Alberta, of course, has been complaining about equalization for decades.
Now that Ontario has joined the parade, perhaps Ottawa will finally hear the message. With two of equalization’s major programs – the Canada Health Transfer and the Canada Social Transfer – up for negotiation within the next three years, the time for change is now.
The Ontario Chamber of Commerce (OCC), in a report this week titled Dollars and Sense: A Case for Modernizing Canada’s Transfer Agreements, says the system of regional transfers is damaging Canada’s economy by punishing productivity and rewarding inefficiency. Critics argue that the system allows recipient provinces such as Quebec to spend much more on social programs and health, and offer deeply subsidized day care, hydro and low tuition fees that contributing provinces cannot match.

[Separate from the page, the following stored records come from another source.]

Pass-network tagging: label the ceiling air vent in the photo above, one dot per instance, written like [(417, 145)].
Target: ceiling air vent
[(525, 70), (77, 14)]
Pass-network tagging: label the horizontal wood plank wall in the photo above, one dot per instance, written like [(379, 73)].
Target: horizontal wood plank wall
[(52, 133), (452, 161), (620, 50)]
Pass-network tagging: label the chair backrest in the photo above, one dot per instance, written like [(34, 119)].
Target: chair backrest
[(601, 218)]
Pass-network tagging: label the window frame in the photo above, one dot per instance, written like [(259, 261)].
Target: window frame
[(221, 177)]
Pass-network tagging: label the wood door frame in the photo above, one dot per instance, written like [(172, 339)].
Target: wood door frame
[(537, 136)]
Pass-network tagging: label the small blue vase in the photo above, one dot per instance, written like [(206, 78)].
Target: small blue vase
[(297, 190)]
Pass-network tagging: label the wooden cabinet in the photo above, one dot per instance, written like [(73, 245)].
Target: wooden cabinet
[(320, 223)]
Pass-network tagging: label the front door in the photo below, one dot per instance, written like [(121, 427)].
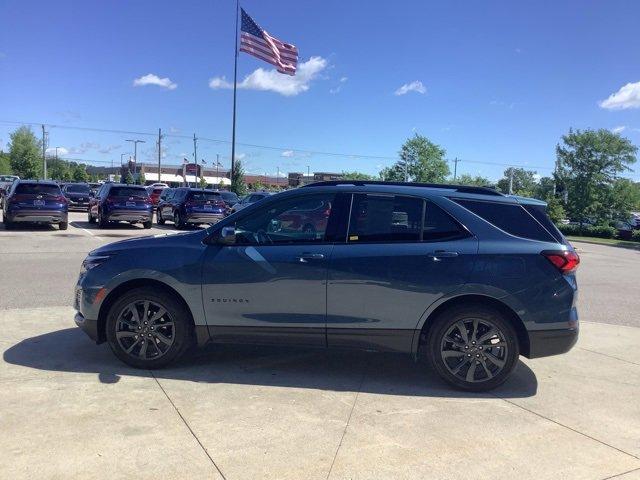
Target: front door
[(270, 286), (402, 254)]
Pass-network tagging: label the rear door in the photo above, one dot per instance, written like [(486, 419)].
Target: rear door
[(402, 254)]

Unlike recipient provinces such as Quebec, Ontario is near the bottom of per capita funding of education, health care and justice programs, according to the OCC report.
It has the second-highest average undergraduate tuition, second-lowest number of nurses per 100,000 people and among the lowest number of regulated child care spaces in the country.
“From birth to death, Ontario citizens are the most disadvantaged Canadians when it comes to public services like education, health care and child care,” the OCC’s CEO, Len Crispino, said in releasing the chamber’s report.
While it is true that Ontario is the largest net contributor to equalization, Albertans get an even worse deal from Ottawa on a per-capita basis.
While each Ontarian contributes about $1,800 more per year to Confederation than they receive, Albertans contribute nearly $3,800 more than they get back.
In the last six years alone, Alberta has contributed a net $102 billion to the federal treasury. Quebecers, meanwhile, received $12.3 billion more from Ottawa than they sent back in 2008 alone, according to the province’s latest economic accounts.
Some recipient provinces are realizing the folly of the program. The Atlantic Institute for Market Studies refers to equalization and transfers as “help that hurts.” In _November, University of New Brunswick chancellor Richard Currie called New Brunswick a “failing province” for its ongoing reliance on federal transfer payments.
Even the architect of the federal equalization system, Nobel Prize-winning economist James Buchanan, went on record a decade ago saying the system had fallen victim to political vote buying.
Ontario Premier Dalton McGuinty once called the system “perverse” and urged an overhaul. David MacKinnon, author of the OCC report, says regional subsidies are “the root cause of low Canadian productivity.” Stuart Johnston, the chamber’s vice-president of policy and government relations, says that “Canada has over-equalized . . . with particularly tragic consequences for the people of Ontario.”
We feel their pain.
With the chorus growing louder, will Ottawa finally have the nerve to listen?